And then, of course, there's the Chinese wild card. The Chinese government and Chinese industry certainly aren't blind to the future of 3-D printing or its capacity to profoundly reorder the world's manufacturing economy.
There's ample evidence that China's government has targeted 3-D printing as a key future technology. For example, a Beijing University research team, working on 3-D production for aircraft parts, won a national award from the State Council for Technological Achievement in January.
Given how important this technology is likely to be and the extreme difficulty in calling a winner at this stage, I think investors have two choices.
First, in the short term, you can simply trade these stocks as you would any hot momentum play. Buy and sell as the short-term trend indicators suggest. This won't give you a lasting or increasing exposure to the sector, but you will stay on top of trends and, to the degree that you aren't a purely technical trader of these shares, you'll gradually increase your familiarity with the companies in the still very early stage market.
Second, you could take a more long-term, venture capital approach and put together a portfolio in the sector. Venture capitalists expect that of 10 bets they make, some will simply not play out and may actually lose money; some will do no better than break even; some will result in a two- to three-fold return; and a very few will turn into a seven- or eight- or even a 10-bagger.
The keys to making this approach work are:
  • Even though you are building a portfolio, you still do due diligence and try to pick the best companies in the sector, given your understanding of the limits of your knowledge.
  • You make sure that your portfolio truly covers all the bases in the emerging sector. If the future surprisingly zigs, you'd like to own a piece of it.
  • Price matters. It's a whole lot easier for a $500 million market-cap stock to turn into a $5 billion market-cap stock than it is for a $10 billion market-cap stock to go to $100 billion.

Building a 3-D portfolio

To build my 3-D portfolio now, I'd like to include the three stocks highlighted above, with an idea of buying some ExOne now and more later if the shares drop on the end of post-IPO lockups that prevent selling by insiders and early round investors.
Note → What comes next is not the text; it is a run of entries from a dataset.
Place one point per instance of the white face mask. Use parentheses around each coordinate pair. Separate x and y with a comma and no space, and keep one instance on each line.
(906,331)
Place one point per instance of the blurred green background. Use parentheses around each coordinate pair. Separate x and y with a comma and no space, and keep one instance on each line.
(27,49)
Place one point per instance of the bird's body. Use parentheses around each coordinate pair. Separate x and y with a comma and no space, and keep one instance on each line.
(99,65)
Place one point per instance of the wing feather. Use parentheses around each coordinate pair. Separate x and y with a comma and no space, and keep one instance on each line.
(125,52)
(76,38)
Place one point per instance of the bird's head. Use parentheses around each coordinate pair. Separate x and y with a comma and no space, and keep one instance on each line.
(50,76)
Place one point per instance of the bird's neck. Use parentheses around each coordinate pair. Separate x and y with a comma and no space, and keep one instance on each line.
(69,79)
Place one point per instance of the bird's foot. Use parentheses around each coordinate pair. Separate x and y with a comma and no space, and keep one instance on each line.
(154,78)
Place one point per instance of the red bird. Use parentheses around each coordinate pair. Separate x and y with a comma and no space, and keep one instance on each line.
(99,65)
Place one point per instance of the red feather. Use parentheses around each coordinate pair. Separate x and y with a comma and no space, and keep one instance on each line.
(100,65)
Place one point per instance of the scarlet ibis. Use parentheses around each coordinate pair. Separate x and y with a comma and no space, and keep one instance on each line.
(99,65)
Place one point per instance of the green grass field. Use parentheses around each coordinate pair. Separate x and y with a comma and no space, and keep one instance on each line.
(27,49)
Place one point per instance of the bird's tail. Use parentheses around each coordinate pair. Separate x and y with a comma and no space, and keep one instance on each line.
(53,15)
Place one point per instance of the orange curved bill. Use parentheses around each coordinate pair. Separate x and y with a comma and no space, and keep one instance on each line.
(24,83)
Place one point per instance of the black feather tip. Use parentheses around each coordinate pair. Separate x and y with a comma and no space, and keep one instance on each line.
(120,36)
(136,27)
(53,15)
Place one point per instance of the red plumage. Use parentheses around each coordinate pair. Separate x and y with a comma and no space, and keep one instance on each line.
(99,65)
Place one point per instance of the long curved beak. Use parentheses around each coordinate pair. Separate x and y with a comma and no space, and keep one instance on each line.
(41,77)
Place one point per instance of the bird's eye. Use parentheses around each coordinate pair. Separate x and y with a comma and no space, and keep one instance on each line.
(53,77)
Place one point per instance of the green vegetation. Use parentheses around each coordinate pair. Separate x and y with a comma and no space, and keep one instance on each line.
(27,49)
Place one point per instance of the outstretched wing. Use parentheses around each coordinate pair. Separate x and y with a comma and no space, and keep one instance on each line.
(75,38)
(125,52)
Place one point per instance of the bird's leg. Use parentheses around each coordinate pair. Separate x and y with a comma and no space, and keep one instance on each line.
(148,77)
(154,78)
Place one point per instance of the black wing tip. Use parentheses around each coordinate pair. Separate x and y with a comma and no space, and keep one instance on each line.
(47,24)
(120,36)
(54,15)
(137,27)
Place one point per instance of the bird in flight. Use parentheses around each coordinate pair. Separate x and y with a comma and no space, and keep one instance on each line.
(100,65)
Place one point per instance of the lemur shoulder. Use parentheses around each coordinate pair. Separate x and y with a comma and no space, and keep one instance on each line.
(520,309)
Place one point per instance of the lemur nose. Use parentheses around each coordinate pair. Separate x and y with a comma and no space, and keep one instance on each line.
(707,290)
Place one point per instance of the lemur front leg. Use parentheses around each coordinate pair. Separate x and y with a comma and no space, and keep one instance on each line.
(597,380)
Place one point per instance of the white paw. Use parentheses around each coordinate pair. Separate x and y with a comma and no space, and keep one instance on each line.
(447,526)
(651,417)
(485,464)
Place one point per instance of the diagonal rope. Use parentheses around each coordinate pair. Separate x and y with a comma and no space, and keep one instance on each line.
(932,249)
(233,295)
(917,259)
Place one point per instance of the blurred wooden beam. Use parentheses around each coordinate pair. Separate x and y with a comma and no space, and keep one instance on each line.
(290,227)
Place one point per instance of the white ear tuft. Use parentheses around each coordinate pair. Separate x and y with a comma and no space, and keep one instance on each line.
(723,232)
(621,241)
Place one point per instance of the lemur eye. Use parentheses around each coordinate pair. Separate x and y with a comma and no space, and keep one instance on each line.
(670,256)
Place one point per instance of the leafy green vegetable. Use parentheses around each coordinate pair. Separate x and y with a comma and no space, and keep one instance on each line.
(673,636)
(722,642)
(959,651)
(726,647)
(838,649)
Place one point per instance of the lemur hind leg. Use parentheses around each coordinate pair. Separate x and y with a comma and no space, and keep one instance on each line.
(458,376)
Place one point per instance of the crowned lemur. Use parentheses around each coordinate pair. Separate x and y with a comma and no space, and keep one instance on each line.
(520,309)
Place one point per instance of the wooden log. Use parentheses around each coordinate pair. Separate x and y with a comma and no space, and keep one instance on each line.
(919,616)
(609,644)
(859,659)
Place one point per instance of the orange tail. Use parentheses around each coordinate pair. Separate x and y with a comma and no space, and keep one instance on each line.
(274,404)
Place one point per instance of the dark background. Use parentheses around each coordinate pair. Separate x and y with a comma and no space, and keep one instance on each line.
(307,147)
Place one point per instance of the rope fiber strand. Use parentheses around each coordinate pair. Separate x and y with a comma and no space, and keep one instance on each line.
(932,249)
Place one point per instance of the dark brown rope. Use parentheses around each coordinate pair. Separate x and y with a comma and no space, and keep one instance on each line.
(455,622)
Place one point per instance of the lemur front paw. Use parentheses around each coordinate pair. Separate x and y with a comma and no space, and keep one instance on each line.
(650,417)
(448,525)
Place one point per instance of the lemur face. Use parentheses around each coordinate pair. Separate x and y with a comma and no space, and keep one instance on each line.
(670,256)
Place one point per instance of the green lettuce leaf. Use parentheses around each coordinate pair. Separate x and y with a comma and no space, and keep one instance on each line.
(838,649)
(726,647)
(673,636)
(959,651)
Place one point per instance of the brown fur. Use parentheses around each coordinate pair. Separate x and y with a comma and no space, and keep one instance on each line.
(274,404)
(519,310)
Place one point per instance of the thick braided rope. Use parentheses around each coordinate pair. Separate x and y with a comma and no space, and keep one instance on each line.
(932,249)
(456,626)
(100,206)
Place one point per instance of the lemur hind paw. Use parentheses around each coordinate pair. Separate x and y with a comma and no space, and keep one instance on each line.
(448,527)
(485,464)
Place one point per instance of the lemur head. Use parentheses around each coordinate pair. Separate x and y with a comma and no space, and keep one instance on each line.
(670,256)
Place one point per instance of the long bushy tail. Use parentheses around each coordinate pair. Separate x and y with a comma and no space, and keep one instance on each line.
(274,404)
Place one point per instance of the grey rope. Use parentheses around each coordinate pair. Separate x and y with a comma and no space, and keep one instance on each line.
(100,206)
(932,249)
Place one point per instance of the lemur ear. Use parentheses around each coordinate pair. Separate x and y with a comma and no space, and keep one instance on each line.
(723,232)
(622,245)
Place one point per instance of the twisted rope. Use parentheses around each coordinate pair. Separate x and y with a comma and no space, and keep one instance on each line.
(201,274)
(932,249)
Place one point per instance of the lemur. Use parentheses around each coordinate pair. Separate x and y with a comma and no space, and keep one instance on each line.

I'd like to get 3D Systems cheaper than it is now, but I wouldn't wait for it to get absolutely cheap. It and Stratasys are volatile, and I think you'll have plenty of drops for buying both.
And, of course, keep your eyes open for new entrants into the field that deserve a place in your sector portfolio.
Like most truly disruptive technologies, the 3-D printer story isn't all sunshine and lollipops, from a macro perspective.
First, the technology will eliminate high-paying manufacturing jobs. A company might indeed save money by using 3-D printing technology to prototype and produce complex components, but that will also result in the elimination of highly skilled practical engineering and production jobs.
Long term, I don't know if the new jobs created in software design, for example, will balance out the jobs lost, but it's clear that the skilled workers who lose their jobs because of the adoption of this technology won't be hired for the new jobs created by this technology. In other words, 3-D printing technology will clearly worsen the problem whereby older skilled workers in relatively highly paid jobs lose those jobs and lack the skills required by newly created positions.
Second, 3-D-printer technology will make the inadequacies in the world's apparatus for protecting intellectual property even worse. How do you protect a design when software engineers can turn it into code, and then either print the product themselves or put the code on the Internet for all to print? And when a "unique" product exists as code, then what exactly are the criteria for intellectual property that are eligible for protection?
The global economy never works out the solutions to problems like these before a disruptive technology is let loose on the world. And there's no reason to think that we'll do better this time.
3-D printing is coming. It is the future. The big questions are what that future will look like and how long it will take to arrive.